Girls were pushed aside in favour of music and clothes, and those guys with girlfriends were prone to telling their girl they couldn’t go out because they had just spent all their money on a new suit or some new item to personalise their scooter. The popularity of scooters in the mod lifestyle was down to their price (money was needed for nights out and clothes), their reliability (better things to worry about than how to fix the engine), their cleanliness (can’t mess the clothes up) and the ease of personalising them. Tremendous amounts of mod cash was spent on paint work, chrome, mirrors and so on in order to make their scooter worthy of a true Face. Vespas and Lambrettas were the preferred mode of transport, and no-one would be seen dead riding a bike like those dreadful Rockers.

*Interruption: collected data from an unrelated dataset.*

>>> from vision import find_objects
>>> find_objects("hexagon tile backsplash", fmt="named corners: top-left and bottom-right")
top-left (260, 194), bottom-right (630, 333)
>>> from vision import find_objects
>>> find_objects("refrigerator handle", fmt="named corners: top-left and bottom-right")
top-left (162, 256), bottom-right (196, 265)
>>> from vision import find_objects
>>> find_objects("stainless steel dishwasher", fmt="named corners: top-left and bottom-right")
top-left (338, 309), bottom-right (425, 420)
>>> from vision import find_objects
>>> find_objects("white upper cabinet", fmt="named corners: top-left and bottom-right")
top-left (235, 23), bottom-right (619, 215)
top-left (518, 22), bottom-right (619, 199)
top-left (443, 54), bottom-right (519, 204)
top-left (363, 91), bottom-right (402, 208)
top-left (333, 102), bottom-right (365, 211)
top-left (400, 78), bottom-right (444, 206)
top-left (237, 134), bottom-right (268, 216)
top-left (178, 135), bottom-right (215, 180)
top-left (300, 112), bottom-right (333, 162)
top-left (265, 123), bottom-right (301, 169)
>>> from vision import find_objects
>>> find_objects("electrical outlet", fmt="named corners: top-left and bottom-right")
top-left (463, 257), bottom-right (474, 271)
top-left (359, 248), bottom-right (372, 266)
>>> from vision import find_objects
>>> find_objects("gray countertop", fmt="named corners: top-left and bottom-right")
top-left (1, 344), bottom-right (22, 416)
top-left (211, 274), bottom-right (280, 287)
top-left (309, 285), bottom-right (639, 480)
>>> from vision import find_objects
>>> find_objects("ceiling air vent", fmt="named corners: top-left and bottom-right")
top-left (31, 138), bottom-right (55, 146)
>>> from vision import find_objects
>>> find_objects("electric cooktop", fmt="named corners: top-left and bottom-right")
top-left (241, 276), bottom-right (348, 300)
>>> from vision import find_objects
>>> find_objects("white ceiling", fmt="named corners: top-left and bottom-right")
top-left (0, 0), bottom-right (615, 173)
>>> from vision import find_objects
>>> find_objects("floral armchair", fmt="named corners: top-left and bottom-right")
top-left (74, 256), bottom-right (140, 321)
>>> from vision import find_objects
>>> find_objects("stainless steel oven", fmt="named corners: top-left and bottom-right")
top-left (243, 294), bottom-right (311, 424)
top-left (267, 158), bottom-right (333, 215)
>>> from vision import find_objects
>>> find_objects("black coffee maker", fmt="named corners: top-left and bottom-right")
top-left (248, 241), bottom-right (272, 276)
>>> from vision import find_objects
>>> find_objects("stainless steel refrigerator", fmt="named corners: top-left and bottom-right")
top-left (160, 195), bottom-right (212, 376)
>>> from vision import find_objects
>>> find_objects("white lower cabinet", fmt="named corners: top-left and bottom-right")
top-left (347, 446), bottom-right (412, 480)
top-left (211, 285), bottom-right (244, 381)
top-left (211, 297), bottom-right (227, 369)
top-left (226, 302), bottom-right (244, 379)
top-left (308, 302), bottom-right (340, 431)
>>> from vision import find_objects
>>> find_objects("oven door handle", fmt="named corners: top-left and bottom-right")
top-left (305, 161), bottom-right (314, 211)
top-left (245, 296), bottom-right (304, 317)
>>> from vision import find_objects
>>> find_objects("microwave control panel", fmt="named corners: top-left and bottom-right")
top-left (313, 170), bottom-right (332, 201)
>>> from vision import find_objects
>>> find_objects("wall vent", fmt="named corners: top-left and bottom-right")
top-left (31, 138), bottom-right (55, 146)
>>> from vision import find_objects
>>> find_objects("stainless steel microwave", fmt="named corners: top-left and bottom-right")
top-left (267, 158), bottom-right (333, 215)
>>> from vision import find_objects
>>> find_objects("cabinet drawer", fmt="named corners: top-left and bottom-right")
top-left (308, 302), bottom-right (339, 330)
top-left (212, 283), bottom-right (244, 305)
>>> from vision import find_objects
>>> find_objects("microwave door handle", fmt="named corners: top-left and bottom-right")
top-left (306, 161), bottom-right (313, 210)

It’s well known that the mods all looked down their noses at the Rockers that the early Modernists had tried so desperately to separate themselves from. An enemy who listened to the old music which most mods saw as having no style to it, and who wore greasy unkempt hair, dirty jeans and thick black leather. They seemed riotous and out for trouble, threatening everything that was important to a mod. No two groups of people could ever have been created to be more at odds than the mods and the rockers. It was just unfortunate that both groups chose to spend their bank holidays at the same seaside resorts.
Before long the bank holiday beach riots arrived, really splitting the mods as a group. Wasn’t the whole thing meant to be about playing it cool, acting above everything else and being the opposite of the riotous thuggish blokes with their leather gear and noisy motorbikes? The original modernists were horrified as the new guys dragged the name alongside that of fighting and chaos, the things that they hated the most. Even the Faces in London stepped back in horror as the working class Tickets gathered together on the coast and fought bravely against the old enemy. This was where the real confusion over true mod life began. The freedom for everyone to be different and do what they liked "anyway, anyhow, anywhere" they chose meant that modernists would always argue over how mod life should be.
The mod scene faded into the background in the late sixties, but the mods were still out there. In the late seventies and early eighties, the mod revival occurred perfectly in time with the release of the Who’s film "Quadrophenia" which told about the early glory days, and Paul Weller who achieved fame through Style Council and the Jam. The new mods still dressed in the correct gear, had the same codes of practice and hung out in the same places, but they adopted the beach riots as their way of life and seem to express this in the new mod hair style. In the sixties long, well groomed Italian styles were adopted to keep mods apart from the short haired rowdy American youth, but eighties mods weren’t as bothered about immaculate looks and complicated hairstyling so they tended to adopt the shaved head look that the early mods had so disliked.
In the middle of the nineties a new breed of mod arrived who listened to Indie music and became a mod because their music heroes such as Blur idolised the lifestyle. Casual clothes were in, and the long hair was back but it was tousled instead of immaculately groomed. The music was quite cheerful and mellow, and all you needed to be a mod was appreciation of Paul Weller as the father of all things mod, and the knowledge that scooters were important. You couldn’t really get much further away from the sixties. Nowadays the different groups of mods mix quite easily and share interests, but the divisions are easy to spot. Each mod now has to decide what kind of a mod they are, and find the hang outs of like-minded people. Despite all the changes that have gone on over the years, the majority of the new breed choose to live the life of the sixties mod, the only true modernist way of life.